The candidacies of Mr Kirk, Mr Sanchez and a white candidate, John Sharp who is running for lieutenant-governor, led some party members to describe the Democrat ticket as the "dream team" - emphasising its diversity.
This prompted accusations that race was being exploited in campaigning.
But Mr Kirk told the BBC his reputation would get him into the Senate, not his African-American heritage.
"Being a child of the South, born into segregation, I absolutely understand what an emotional, powerful statement it would be for me to occupy this US Senate seat.
"But if people don't believe I have the substantive skills to do the job, they're not going to vote for me solely out of a sense of emotion or optics, and I wouldn't want them to," he said.
This view was supported by a voter in Palestine, a farming town in east Texas. Mr Kirk was campaigning there recently during the town's Hot Pepper Festival, an annual celebration of local culture.
Kevin Kelly, a 47-year-old worker with the Union Pacific Railroad said he would be putting a cross next to Ron Kirk's name on election day. He said he was not conscious of any racial undertone in the election.
"I'm sure it does enter into it, but it doesn't influence me," he said.
But Stephanie Creasham, one of Mr Kirk's ardent supporters in Dallas, gave BBC News Online a different opinion. She said race was inevitably playing a part.
"I think there is kind of an atmosphere of political correctness in that you don't want to emphasise it, but it's there in black and white. You can see it, you can see the difference in the person, in the man, and in the colour," she said.
The opposition Republicans have not escaped criticism when it comes to race. Wayne Slater, a political writer for the Dallas Morning News, accuses them of playing on ethnicity too.
"There is a more subtle message being sent by Republicans, who are attempting to appeal to the majority of whites, and that is to remind them that Kirk is black."
For his part, Republican candidate John Cornyn has appeared worried about the Democrat's bid for the Senate.
The Texas seat has been held by Republicans for more than 40 years, but President Bush has twice been called to the state to rally core supporters.
The danger for Republicans comes from Ron Kirk's appeal to moderates who valued his pro-business approach as Dallas mayor.
This means Mr Cornyn cannot be complacent about support from conservatives.
But on the stump in Tyler, East Texas, Mr Cornyn told the BBC that race did not feature in his election strategy.
"As much as people, perhaps from other places, would like to make this a racially charged campaign, it really is not.

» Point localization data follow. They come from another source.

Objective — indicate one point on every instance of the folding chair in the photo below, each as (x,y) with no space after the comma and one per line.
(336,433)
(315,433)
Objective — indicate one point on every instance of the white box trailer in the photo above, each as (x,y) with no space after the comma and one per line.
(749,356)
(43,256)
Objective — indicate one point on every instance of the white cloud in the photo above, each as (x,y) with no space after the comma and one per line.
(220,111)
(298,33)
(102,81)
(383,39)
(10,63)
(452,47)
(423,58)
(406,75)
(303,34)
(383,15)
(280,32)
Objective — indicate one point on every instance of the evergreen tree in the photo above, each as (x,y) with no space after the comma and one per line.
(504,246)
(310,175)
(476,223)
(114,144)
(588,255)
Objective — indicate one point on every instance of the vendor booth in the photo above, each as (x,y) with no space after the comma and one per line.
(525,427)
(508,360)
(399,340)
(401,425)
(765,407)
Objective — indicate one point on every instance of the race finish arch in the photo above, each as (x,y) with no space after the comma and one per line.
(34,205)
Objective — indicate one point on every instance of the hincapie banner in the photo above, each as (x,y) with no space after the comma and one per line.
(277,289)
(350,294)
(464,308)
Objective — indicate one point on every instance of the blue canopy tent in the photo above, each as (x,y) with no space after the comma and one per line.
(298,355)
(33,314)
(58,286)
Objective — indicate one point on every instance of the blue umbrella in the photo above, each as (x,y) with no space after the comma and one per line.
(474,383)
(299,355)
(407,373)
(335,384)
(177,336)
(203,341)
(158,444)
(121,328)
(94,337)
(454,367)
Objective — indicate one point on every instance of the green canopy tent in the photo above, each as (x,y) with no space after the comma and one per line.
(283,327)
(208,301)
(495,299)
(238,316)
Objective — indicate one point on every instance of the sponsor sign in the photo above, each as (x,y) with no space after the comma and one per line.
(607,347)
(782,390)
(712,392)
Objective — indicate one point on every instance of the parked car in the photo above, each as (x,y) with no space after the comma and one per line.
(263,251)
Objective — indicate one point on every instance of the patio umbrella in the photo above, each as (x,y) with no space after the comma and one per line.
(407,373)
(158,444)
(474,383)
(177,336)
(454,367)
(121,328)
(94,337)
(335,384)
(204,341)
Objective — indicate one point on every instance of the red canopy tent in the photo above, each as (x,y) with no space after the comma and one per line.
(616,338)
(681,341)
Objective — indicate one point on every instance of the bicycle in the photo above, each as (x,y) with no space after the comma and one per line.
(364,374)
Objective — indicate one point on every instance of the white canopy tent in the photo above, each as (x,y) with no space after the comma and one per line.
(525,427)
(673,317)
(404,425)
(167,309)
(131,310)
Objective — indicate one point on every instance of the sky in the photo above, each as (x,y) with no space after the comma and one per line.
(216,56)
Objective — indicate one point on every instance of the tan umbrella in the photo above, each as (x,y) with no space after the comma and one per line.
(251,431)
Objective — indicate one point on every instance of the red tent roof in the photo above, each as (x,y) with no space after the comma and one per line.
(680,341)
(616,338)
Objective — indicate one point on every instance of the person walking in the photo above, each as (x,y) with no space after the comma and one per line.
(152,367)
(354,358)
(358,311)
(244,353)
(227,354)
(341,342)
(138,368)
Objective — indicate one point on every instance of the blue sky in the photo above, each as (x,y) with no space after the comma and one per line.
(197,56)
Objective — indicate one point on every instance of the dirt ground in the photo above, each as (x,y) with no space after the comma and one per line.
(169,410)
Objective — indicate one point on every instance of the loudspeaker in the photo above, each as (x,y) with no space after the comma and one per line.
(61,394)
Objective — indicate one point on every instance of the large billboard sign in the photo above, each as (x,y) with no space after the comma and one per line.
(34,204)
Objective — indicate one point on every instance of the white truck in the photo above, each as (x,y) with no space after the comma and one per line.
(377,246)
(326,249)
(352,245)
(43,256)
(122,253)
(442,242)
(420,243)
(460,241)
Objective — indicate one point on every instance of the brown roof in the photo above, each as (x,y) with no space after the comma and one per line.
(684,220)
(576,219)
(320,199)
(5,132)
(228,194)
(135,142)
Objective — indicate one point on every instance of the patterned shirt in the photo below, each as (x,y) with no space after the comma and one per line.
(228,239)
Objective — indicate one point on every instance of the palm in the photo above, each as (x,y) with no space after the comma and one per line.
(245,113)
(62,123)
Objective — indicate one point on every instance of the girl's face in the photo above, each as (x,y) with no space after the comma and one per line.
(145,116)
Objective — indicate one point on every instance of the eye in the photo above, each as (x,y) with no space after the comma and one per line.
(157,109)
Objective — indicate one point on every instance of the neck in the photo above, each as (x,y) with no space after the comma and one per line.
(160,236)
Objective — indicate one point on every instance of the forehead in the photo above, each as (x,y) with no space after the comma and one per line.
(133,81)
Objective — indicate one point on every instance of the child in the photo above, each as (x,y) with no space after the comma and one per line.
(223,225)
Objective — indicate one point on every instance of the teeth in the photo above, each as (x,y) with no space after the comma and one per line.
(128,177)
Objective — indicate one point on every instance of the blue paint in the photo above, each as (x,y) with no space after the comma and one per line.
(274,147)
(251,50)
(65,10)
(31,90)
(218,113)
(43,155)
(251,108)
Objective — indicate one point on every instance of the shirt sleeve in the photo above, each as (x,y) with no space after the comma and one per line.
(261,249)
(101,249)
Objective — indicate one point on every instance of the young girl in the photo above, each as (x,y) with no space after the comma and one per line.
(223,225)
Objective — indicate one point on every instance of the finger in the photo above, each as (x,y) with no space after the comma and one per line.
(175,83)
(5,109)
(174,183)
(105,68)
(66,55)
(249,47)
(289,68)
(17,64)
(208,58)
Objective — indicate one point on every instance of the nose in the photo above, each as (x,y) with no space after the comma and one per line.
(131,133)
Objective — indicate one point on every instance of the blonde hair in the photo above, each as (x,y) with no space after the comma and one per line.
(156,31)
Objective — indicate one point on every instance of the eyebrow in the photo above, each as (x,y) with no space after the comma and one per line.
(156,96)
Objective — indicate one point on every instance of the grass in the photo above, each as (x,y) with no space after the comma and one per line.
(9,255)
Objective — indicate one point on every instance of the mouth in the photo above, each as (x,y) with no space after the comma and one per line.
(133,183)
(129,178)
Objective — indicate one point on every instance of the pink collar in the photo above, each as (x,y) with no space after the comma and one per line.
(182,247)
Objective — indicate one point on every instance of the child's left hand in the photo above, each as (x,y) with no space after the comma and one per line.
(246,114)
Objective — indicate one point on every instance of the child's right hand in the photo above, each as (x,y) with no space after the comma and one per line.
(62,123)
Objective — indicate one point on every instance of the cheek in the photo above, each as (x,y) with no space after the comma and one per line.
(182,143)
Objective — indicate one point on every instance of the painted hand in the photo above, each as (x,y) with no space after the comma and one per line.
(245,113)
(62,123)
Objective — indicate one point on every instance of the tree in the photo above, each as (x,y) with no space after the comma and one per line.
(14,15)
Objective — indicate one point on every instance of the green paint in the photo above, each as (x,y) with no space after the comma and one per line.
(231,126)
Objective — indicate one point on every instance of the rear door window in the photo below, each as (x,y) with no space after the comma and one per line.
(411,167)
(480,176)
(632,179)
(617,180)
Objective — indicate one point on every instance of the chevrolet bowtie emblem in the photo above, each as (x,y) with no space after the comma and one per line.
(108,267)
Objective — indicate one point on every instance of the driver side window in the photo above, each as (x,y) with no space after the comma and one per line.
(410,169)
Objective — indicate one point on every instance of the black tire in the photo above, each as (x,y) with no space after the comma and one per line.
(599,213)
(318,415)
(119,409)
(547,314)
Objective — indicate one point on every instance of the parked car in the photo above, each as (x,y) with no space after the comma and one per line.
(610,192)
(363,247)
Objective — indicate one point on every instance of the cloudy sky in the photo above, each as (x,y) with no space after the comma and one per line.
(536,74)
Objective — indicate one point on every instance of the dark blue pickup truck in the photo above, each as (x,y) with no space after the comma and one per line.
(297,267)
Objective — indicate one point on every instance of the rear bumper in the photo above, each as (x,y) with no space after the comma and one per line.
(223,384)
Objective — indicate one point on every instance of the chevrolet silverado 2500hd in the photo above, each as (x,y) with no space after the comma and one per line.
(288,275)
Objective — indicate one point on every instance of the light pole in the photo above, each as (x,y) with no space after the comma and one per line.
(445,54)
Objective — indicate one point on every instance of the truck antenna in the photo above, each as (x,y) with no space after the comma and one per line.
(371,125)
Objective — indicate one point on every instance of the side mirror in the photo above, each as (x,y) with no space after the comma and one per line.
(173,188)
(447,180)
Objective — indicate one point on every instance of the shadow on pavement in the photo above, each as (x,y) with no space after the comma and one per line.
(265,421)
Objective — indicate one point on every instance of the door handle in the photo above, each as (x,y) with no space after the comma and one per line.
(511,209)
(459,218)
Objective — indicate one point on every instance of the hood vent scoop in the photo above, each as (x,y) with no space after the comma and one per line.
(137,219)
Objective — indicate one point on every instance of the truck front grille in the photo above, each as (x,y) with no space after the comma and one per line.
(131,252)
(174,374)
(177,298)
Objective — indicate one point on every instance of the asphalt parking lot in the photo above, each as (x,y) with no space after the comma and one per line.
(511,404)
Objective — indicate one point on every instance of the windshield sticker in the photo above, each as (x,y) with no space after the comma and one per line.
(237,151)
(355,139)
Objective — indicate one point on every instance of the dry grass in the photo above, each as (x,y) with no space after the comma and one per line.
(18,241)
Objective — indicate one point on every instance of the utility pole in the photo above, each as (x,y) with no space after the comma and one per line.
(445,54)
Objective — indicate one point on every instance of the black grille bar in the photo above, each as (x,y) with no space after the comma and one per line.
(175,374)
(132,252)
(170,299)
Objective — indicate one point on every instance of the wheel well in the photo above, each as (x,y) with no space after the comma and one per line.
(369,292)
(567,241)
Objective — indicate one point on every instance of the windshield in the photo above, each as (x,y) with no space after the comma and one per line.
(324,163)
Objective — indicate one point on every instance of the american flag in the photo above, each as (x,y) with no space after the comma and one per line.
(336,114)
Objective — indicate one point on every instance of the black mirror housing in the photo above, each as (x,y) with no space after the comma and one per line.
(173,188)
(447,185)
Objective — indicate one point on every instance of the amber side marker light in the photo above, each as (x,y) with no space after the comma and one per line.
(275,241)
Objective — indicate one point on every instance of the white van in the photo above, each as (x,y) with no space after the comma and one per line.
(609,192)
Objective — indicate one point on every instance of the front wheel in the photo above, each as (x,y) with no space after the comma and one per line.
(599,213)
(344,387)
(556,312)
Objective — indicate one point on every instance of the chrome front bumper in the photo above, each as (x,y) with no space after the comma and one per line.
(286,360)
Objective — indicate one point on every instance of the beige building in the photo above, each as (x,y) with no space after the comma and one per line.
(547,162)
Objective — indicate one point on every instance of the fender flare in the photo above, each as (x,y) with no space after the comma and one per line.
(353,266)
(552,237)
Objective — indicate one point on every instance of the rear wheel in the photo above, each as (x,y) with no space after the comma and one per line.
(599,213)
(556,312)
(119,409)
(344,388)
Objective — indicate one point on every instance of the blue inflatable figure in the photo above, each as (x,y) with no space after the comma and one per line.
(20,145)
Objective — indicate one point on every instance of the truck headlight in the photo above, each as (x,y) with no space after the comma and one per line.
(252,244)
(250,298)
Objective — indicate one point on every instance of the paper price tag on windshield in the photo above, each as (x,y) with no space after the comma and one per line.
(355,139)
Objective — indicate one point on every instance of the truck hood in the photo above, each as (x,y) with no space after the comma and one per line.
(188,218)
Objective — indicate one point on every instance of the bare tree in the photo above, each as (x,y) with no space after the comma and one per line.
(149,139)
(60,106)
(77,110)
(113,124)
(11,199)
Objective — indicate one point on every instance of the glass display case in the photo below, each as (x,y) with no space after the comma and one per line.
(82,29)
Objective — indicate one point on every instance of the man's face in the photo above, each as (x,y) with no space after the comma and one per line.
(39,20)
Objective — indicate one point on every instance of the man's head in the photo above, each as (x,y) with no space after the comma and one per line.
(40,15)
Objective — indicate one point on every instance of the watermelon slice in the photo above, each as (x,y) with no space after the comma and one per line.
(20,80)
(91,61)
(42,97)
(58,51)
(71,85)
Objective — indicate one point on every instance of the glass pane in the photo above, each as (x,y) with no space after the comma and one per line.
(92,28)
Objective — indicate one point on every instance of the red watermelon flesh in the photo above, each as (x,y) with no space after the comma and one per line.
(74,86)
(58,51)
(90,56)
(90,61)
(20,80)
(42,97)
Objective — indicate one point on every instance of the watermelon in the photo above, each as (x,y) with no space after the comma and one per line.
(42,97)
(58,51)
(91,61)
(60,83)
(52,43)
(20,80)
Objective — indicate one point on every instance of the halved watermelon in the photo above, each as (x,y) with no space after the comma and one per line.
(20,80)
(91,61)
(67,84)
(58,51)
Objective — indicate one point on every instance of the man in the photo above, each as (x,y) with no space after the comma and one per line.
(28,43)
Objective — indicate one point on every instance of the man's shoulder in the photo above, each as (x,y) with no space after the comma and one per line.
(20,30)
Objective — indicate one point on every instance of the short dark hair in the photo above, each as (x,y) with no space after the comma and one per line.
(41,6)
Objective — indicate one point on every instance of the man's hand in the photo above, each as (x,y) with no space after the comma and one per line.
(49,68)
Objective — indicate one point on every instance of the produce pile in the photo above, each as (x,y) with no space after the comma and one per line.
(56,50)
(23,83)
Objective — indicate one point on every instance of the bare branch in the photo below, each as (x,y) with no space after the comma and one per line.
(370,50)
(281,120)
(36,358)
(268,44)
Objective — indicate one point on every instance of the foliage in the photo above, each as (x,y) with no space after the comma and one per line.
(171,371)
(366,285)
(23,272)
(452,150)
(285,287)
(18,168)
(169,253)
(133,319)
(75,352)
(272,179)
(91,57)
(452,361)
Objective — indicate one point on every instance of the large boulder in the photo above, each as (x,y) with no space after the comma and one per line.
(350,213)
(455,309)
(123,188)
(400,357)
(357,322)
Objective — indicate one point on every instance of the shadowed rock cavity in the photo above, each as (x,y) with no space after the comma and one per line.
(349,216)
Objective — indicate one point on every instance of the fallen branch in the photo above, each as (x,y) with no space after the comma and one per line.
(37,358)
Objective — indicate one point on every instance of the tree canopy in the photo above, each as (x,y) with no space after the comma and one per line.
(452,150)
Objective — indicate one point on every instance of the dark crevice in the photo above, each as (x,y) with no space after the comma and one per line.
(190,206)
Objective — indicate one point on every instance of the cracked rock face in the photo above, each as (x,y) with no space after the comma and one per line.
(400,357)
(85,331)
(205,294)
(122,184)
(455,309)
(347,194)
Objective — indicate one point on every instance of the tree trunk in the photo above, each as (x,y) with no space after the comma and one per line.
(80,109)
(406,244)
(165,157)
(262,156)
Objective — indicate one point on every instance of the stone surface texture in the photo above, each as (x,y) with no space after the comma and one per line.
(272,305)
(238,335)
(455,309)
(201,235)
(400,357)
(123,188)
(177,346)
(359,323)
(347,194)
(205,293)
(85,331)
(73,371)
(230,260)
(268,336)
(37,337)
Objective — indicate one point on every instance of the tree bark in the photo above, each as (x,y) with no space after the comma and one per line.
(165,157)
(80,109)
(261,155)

I can't change who I am. Mr Kirk can't change who he is, neither of us would want to. But what we're doing is talking about issues that are important to the voters," Mr Cornyn said.
One of Mr Cornyn's supporters in Tyler, Tim Ellison, says Texans will make choices on the issues, not on matters of race.
"There's more to it than just black and white. It's what each candidate stands for, not so much their colour. I mean Texans are too smart for that nowadays. I don't think it's a race issue unless you want to make it a race issue," he said.
In Oakcliff, a predominantly African-American neighbourhood in Dallas, Vanessa Affott agrees.
She says she's concerned about the fact that there are currently no blacks in the US Senate. But she told BBC News Online that Ron Kirk would get her vote because of what he stood for, not the colour of his skin.
"I think he's for all race, all colours, all race. So I believe he would do for the black, as well as Mexican-American, as well as white. He'll do what's right," she said.
There is clearly no easy answer to the question whether race is being exploited by politicians campaigning in Texas.
As one newspaper put it: 'Race is everywhere and nowhere'.
But with Democrats and Republicans now divided by only one seat in the Senate, some may be willing to use any tactics in the desperate fight for votes.